8月21日(2017年)の民進党代表選前原・枝野両立候補者の共同記者会見。「ログミー」
前原誠司「今自民党しか選ぶ選択肢がないというそういう環境に置かれている国民は不幸だと思いますし、これは我々野党第一党の責任である、歴史的な責任であるとそう思っております」
国民はその不幸に気づいていない。いや、大多数の国民が不幸だとは思っていない。それは政党支持率に現れている。NHK世論調査の画像を載せ、リンクをつけておいたが、内閣支持率が下がっても、自民党支持率はさして下がらず、内閣支持率下落に対応して野党第一党の民進党の支持率は相対的に上昇することはなく、逆に下がっている。
対自民党支持率が7月から8月にかけて逆に4%程度上昇し、民進党支持率がジリ貧状態の6%以下の下落状況にあるということは以前は大多数の国民の「やっぱり民主党には政権は任せることはできないな」の思いが現在もそのまま引き継がれて、「やっぱり民進党には政権を任せることはできないな」で何も変わっていないことの表れと見なければならない。
要するに安倍晋三が信用できなくなれば、自民党からそれに代わる首相を見つければいいと思っている。だから、安倍内閣の支持率が下がっても、それに連動することなく、自民党の支持率はさして下がらないという状況が生じることになる。
この状況は今度は首相は民進党からと考える国民が極くごく少数派に過ぎないことを示していることにもなる。

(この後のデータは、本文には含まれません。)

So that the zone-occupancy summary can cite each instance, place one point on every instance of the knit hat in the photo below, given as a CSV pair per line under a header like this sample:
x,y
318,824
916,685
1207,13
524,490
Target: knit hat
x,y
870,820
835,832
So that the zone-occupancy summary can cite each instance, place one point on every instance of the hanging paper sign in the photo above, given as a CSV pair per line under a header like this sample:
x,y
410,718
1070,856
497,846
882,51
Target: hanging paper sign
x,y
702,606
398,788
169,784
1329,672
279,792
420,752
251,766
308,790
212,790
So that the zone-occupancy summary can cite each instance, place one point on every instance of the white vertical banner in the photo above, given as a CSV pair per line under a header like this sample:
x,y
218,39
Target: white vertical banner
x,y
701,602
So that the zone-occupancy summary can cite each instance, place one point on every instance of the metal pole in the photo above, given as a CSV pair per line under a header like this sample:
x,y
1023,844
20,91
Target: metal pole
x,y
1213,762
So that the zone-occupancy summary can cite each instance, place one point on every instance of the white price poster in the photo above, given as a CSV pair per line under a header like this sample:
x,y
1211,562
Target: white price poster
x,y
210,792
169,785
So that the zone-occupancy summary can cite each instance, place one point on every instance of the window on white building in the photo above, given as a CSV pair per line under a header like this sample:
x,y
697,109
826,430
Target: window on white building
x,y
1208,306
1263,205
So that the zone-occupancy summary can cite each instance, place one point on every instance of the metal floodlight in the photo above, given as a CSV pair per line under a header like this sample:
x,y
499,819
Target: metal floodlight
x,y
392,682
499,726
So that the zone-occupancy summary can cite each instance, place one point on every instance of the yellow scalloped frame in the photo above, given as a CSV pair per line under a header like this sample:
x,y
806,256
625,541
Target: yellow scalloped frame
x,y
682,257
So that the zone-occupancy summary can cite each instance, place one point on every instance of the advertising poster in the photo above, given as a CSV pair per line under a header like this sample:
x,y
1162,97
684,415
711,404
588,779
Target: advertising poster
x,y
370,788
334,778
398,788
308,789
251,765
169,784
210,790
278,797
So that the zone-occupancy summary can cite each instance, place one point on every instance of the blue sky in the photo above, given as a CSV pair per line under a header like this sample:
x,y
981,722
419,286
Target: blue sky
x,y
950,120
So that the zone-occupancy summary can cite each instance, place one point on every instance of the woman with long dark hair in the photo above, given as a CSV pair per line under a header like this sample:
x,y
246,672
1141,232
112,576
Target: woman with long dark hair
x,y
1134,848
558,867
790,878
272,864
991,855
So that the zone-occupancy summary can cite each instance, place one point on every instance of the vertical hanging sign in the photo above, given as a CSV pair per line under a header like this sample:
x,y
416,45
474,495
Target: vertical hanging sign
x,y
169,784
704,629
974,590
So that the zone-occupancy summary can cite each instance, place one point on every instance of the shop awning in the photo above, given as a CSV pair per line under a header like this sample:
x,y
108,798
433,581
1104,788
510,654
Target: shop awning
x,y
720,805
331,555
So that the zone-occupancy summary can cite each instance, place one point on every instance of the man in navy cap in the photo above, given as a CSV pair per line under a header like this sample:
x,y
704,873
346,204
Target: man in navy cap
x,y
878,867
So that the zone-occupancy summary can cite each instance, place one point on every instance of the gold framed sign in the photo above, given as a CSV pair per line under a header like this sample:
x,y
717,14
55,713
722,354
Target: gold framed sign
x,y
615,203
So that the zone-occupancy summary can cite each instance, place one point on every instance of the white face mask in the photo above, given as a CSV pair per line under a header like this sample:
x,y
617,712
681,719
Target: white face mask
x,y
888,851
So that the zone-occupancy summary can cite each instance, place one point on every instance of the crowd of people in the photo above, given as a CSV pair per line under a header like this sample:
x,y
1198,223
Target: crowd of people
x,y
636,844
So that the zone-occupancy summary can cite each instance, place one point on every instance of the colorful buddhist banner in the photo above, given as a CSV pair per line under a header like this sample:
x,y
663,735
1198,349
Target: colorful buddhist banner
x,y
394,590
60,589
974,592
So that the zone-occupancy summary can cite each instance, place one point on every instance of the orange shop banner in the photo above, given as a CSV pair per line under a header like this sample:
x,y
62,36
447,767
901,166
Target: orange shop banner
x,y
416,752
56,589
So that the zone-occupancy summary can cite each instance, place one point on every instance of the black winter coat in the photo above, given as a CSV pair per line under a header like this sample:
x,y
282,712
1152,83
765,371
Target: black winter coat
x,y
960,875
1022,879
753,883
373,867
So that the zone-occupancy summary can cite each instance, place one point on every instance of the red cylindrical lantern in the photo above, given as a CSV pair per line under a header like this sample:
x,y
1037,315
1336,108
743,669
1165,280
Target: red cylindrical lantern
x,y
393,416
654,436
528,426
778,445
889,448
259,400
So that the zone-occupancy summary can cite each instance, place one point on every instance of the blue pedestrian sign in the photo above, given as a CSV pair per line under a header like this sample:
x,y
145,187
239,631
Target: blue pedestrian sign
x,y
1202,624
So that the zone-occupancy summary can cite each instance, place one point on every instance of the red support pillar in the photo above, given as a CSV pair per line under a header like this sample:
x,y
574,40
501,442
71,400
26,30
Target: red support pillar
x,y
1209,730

となると、前原誠司が最初にやることは、政党選択肢のない国民は不幸だと気づかせなければならない。だが、鳩山由紀夫、菅無能、野田佳彦民主党歴代首相によって「やっぱり民主党には政権を任せることはできないな」を国民の固定観念とさせ、民進党に政党名を変えてからも、歴代代表がその固定観念を氷解させることができないままに「やっぱり民進党には政権を任せることはできないな」と思い直させているとすると、不幸だと気づかせることは至難の技ということになる。
だが、前原誠司の決意は高い。9月1日民主党代表選投開票日の前原誠司の決意表明。「産経ニュース」
前原誠司「多くの国民が民進党に政権交代などでできっこないと考えている。決意を示せば、失笑、冷笑で迎えられる。私はそれを変えていく。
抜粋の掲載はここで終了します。